Wednesday, April 7, 2021

Turkish Rouge, 1855

I previously made the "Turkish rouge" from Arts Revealed (1855), but never documented the process, and decided to give it another try. The recipe is very straightforward: alcohol tinted with alkanet.  My first attempt produced a deep red liquid (so far so good), which imparted no actual color to the skin (less ideal). I decided to try it again with more meticulous attention to the amount of each ingredient, to see if it works better a second time.


Four ounces alkanet, with 3-cup mug for scale.

The recipe calls for 1/2 pint alcohol (or 1 cup), and 3 cents worth of alkanet (~1/2 oz weight* ~1/2 cup volume). I decided to convert into volume measures for this receipt, since I don't have a scale fine enough to weigh out fractions of an ounce. Anyway, by volume, this is just a 2:1 ratio of alcohol to alkanet, which is very easy to scale up or down.   

When previously making up this rouge, I re-used some alkanet root (sanctioned by no less authority than Miss Leslie herself), and didn't measure anything: I just poured enough alcohol over the shredded roots to cover them, and left the jar in the cupboard for a few days. And then for a few weeks, when the rouge didn't seem to have much affect on my skin. This time, I not only used fresh alkanet (in a little bag for easy removal) and measured the ingredients, but also made of point of monitoring the color progress by taking samples at hourly, and then daily increments. 

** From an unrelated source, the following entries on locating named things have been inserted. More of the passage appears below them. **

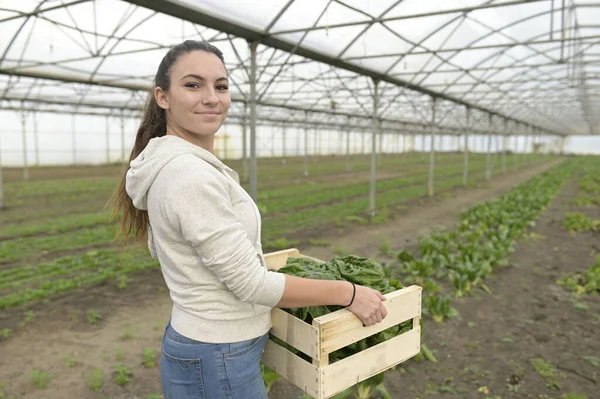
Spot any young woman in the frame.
[110,40,386,399]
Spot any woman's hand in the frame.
[346,285,387,326]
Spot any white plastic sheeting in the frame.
[0,0,600,134]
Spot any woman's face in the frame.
[155,51,231,141]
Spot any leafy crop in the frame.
[558,255,600,294]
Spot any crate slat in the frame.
[270,308,320,359]
[262,340,321,398]
[319,327,421,398]
[313,285,422,357]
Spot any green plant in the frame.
[86,368,104,392]
[142,349,157,368]
[85,309,102,324]
[63,356,77,368]
[115,348,125,362]
[117,275,127,290]
[30,369,50,389]
[260,363,281,392]
[121,326,133,341]
[114,363,133,386]
[25,310,35,323]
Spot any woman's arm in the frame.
[277,275,387,326]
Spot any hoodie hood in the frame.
[125,135,239,210]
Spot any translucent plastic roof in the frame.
[0,0,600,134]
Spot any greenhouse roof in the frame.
[0,0,600,134]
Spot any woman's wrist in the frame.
[338,281,356,307]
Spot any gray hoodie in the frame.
[126,136,285,343]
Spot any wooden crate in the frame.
[262,249,422,399]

The lighter vial soaked for 2 hours,
the darker 12 hours, and the large container for 24 hours.

Even setting the jar out in the sun, after 10 days, the color of this rouge wasn't particularly strong. It's honestly lighter that the Hungary water I've tinted with alkanet (which also has an alcohol base), and looks more like the hair oil that I've similarly colored. Though, in the case of the hair oil, it soaked for closer to 30 minutes, not multiple days (the Hungary water steeped for a month).

After ten days.

Even setting the jar out in the sun, after 10 days, the color of this rouge wasn't particularly strong. It's honestly lighter that the Hungary water I've tinted with alkanet (which also has an alcohol base), and looks more like the hair oil that I've similarly colored. Though, in the case of the hair oil, it soaked for closer to 30 minutes, not multiple days (the Hungary water steeped for a month).

When I tried applying this rouge to my skin, it didn't leave any color at all. I tried it on bare skin and over some white powder, but couldn't see any change. I've noticed this with all the alkanet cosmetics I've tried: lip salve, hair oil, or Hungary water, none of the red alkanet color shows through on the body. I did managed to stain some handkerchiefs with the Hungary water, but that was it. And the hair oil, at least, has been tested extensively--we used it in some Fort programs, and none of the participants' hair or skin took on color from it, whether blond, brown, black, red, grey, or white.

I'm starting to wonder whether the alkanet I buy today differs somehow from the 1850s alkanet. Or if I'm using the product wrong. Or if something else if going on. For what it's worth, neither the hair oil nor scented water benefit from transferring color, while my on-going research into lip salve suggests that it was rarely--if ever--intended as a coloring agent. This particular rouge, then, is the one recipe I've found in which the alkanet is certainly supposed to color the body, rather than coloring the cosmetic itself.

At any rate, further experimentation will be needed.


*This value from Miss Leslie's Lady's New Receipt Book (1850), which mentions that "the price of alkanet does not exceed six cents per ounce". It's actually in a discussion of using alkanet to tint lamp oil pretty shades of red.